Da zur Geschichte der Homosexualitäten im deutschsprachigen Raum bis in die Gegenwart wenig in akademischen Strukturen geforscht wird,[133][134] geschieht sie hier mehrheitlich durch Aktivisten und Aktivistinnen in von ihnen getragenen Strukturen.[135][136] Jens Dobler beklagte in diesem Zusammenhang eine mangelnde Finanzierung der LSBTI-Forschung.[137] Dementsprechend hat die deutschsprachige Forschung vor allem einen dokumentarischen Fokus auf Themen kleineren Umfangs.[138] Durch die erheblich frühere Akademisierung des Gegenstandes in den USA als „Gay and Lesbian Studies“ seit den 1980er Jahren ergab sich dort Gelegenheit, auch vertiefende Forschungen und Darstellungen in Angriff zu nehmen.[133] Daher stammen breiter angelegte Übersichtswerke häufig aus dem amerikanischen Raum, hier sind insbesondere die Bücher von James Steakley (The Homosexual Emancipation Movement in Germany, 1975), Richard Plant (The Pink Triangle: The Nazi War against Homosexuals, 1986), Robert Beachy (Das andere Berlin.

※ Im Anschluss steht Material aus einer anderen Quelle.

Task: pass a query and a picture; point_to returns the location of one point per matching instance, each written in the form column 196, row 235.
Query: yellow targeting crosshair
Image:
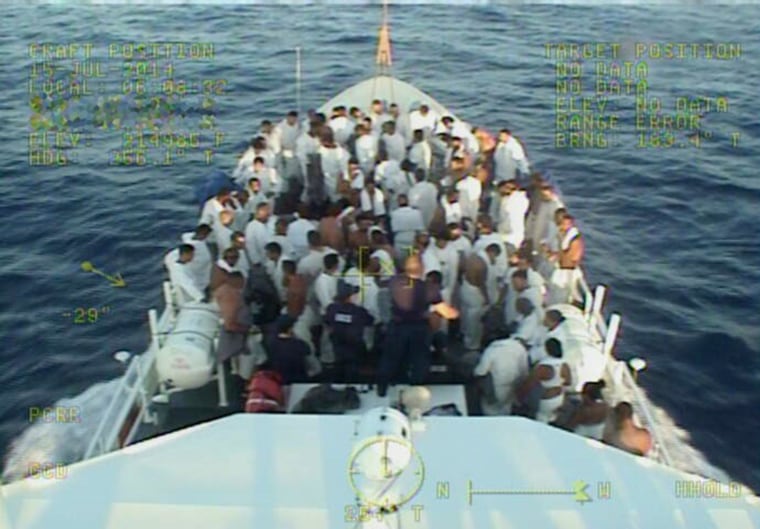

Die Erfindung der Homosexualität, 2014), Marti M. Lybeck (Desiring Emancipation: New Women and Homosexuality in Germany, 1890–1933, 2014), Laurie Marhoefer (Sex and the Weimar Republic, 2015) und Clayton Whisnant (Queer Identities and Politics in Germany, 2016) zu nennen.
Deutschland
[Bearbeiten | Quelltext bearbeiten]In Berlin, das in den frühen 1970er Jahren zum Zentrum der deutschen Schwulen- und Lesbenbewegung wurde, entstand in aktivistischen Kreisen ein Interesse an der Erforschung der eigenen Geschichte. Von besonderem Einfluss für die Geschichtsschreibung zur Homosexuellenbewegung war die ab 1973 in der kanadischen Schwulenzeitschrift The Body Politic erschienene Artikelserie The gay movement in Germany von James Steakley, die 1975 in der ersten monographischen Gesamtdarstellung der deutschen Homosexuellenbewegung mündete und den Protagonisten der jungen Schwulenbewegung als Anstoß für eine eigene Geschichtsschreibung diente. Vertreter dieser Generation waren u. a. Manfred Herzer oder Manfred Baumgardt.[139]

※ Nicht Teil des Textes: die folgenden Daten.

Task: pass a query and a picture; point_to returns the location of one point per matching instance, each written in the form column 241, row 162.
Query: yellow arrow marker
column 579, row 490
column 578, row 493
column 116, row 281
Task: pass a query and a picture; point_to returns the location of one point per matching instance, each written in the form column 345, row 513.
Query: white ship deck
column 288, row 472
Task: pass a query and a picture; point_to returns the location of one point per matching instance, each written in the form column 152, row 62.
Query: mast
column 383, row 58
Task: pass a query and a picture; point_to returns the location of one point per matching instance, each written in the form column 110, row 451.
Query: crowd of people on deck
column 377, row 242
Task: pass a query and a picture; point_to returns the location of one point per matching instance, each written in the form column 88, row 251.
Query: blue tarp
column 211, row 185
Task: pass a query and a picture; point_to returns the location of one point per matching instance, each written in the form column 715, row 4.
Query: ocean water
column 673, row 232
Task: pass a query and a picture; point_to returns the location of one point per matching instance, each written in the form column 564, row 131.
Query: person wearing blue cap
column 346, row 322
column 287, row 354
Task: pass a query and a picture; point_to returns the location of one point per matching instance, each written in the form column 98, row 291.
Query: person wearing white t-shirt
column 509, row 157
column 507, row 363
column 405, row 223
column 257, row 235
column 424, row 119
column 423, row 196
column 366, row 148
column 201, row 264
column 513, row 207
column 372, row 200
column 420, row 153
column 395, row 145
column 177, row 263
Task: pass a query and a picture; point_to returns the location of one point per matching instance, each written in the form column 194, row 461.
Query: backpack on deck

In der deutschen Lesbenbewegung war die Berliner Gruppe L74 von Bedeutung, eine Gruppe älterer Lesben um Kitty Kuse, Hilde Radusch und Gertrude Sandmann. Ilse Kokula führte regelmäßig Interviews mit Zeitzeuginnen und publizierte ihre Ergebnisse, durch ihre Arbeit wurde sie zur Pionierin der lesbischen herstory in Deutschland. Initiativen aus dem Lesbischen Aktions-Zentrum führten ab 1973 in Berlin zur Sammlung von Materialien zur lesbischen Geschichte im sogenannten „Lesbenarchiv“, das 1983 unter der Leitung von Gudrun Schwarz in die formale Gründung des Archivs Spinnboden mündete, dem heute zweitgrößten Lesbenarchiv weltweit.[140]

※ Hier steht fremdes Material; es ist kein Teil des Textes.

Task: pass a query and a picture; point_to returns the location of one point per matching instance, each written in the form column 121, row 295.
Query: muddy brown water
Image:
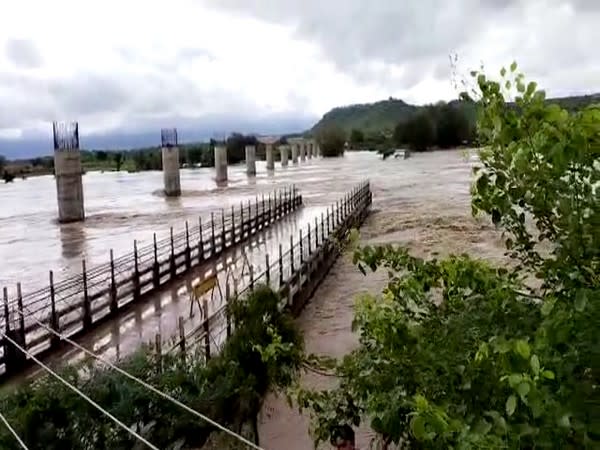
column 422, row 202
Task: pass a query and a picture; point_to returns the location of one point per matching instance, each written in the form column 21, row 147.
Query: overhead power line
column 141, row 382
column 78, row 392
column 13, row 432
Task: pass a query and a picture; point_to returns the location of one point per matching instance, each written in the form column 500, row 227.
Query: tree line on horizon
column 442, row 125
column 139, row 159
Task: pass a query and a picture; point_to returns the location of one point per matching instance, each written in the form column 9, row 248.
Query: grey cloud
column 419, row 35
column 23, row 53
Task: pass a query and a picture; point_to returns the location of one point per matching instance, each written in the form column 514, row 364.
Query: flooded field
column 422, row 201
column 424, row 205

1982 wurde in Berlin die Magnus-Hirschfeld-Gesellschaft gegründet, die zusätzlich zu ihrem Fokus auf Magnus Hirschfeld kontinuierlich zur Geschichte von LGBTI forscht. Von besonderer Bedeutung war 1984 die ausgesprochen erfolgreiche und viel diskutierte Ausstellung „Eldorado“, die gemeinsam von Schwulen und Lesben im Berlin Museum realisiert wurde und den Anstoß zur Gründung des Schwulen Museums gab, das nicht nur Ausstellungen durchführt, sondern auch über ein bedeutendes Archiv und Bibliothek verfügt.[141] 1992 gründete sich der Fachverband Homosexualität und Geschichte als Dachverband für unterschiedliche Initiativen und Projekte zur Erforschung und Dokumentation gleichgeschlechtlicher Geschichte, der auch die jährlich erscheinende Fachzeitschrift Invertito publiziert.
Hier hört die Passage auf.